Competition involves demonstrating that your products are better, your services more complete and utile, your message more on target. Competition is about persuasion, suggestions and, above all, value added.

Hype isn’t required for valuable products, services or ideas. The quality of the services, the low, low prices (and the quality of the service) the attention to detail and client care – all of these sell quality and real usefulness.

The difference between web-based battle tactics and competition is (1) an indication of product or service quality and (2) an enhanced online persona.

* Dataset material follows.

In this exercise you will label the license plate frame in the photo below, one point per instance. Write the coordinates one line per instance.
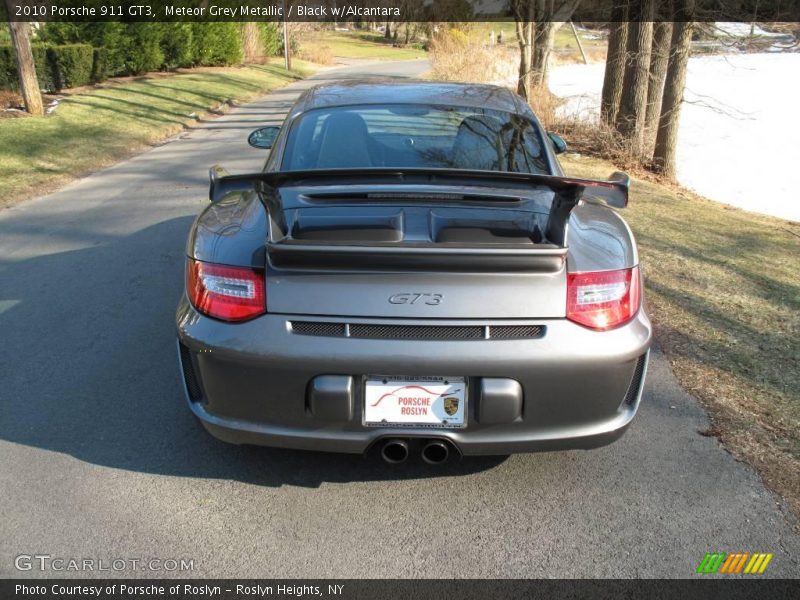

Competition doesn’t require hype. It requires a clear understanding of the client’s needs, the site owners’ needs and the benefits the web-business can deliver.

The Site Owner’s Needs

Forget them. They’re hurting you. Your needs are pretty simple to describe: make a sale, close a deal, publish a message to the world. That’s it. That’s what the site owner needs. And if the web site focuses on the owner’s needs, visitor’s won’t convert. That’s why the “value added equation” is so effective. It appeals to the buyer’s intellect and reasoning skills, not to the site owner’s emotions. (Greed? Tsk.)

The Visitor’s Needs

These are the focus of all site text. It may be necessary to define those needs. Remember, the web is used to conduct product research by 81% of us. This means that, often, the prospect is looking for information – NOT HYPE!!! Especially over morning coffee.

Your site text, in a competitive race, should:

  • define the buyers needs.
  • expand the buyer’s needs (up sell).
  • provide solutions without requiring a purchase or opt in.
  • define prospect’s benefits NOT product features (don’t assume the prospect will “see” the benefits so spell them out in terms of the site visitor, e.g. “Your administrative staff will increase office productivity by 54% using the medproRX software and wireless system.”
  • The text mentions wireless, but the focus is on the benefit – a 54% increase in productivity. Now that’s something sure to catch the attention of any small medical delivery service owner.

Benefits are stated in terms of the potential buyer:

You’ll knock an hour off that weekly lawn mowing.

Your family receives benefits for as long as 25 years.

Your business will see lead generation jump 100% without spending millions on mainframe software upgrades.

You get the idea. Competition defines benefits and value added without the screaming hype. Sometimes, in narrow markets, web wars break out quickly but you can stay above the fray by competing with quality services, products, attention to client care and, of course, the value-added benefits of your goods.

Competition works when web warfare fails. Compete. Don’t do battle.